En médecine somatique, les symptômes constituent un ensemble de signes permettant de déduire l'existence d'une modification physique du corps. Les uns sont produits par des modifications fonctionnelles déterminées par l'atteinte corporelle (signes « fonctionnels », signes « généraux ») ; les autres sont directement émis par la lésion (la plupart des signes « physiques » tels que, en pneumologie ou en cardiologie, les signes relevés à l'auscultation).

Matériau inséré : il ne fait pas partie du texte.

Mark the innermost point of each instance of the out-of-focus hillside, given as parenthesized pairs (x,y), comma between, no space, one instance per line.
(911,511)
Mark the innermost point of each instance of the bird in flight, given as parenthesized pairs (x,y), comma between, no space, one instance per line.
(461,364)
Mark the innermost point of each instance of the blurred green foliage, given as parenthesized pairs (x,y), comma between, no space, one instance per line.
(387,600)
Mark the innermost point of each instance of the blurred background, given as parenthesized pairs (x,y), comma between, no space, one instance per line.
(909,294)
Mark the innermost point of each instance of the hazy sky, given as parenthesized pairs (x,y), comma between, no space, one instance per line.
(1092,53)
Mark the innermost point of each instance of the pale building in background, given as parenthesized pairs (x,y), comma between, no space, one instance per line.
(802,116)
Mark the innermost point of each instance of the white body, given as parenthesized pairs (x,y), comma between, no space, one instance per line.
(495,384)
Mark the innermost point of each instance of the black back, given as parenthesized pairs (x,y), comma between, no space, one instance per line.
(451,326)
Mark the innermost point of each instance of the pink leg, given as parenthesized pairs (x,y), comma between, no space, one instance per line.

En psychiatrie, il existe certains signes qui démontrent l'existence d'une lésion (paralysie générale, tumeurs cérébrales, etc.) ou d'un dysfonctionnement métabolique (telle la dépression des syndromes parkinsoniens séniles), mais la plupart des symptômes ne conduisent à aucun objet de connaissance dont ils seraient les témoins.
Jusqu'au développement de la théorie psychanalytique, les symptômes psychiatriques pouvaient servir d'indices pour les classifications n'entraînant qu'une compréhension limitée, ou pour des pronostics souvent discutables.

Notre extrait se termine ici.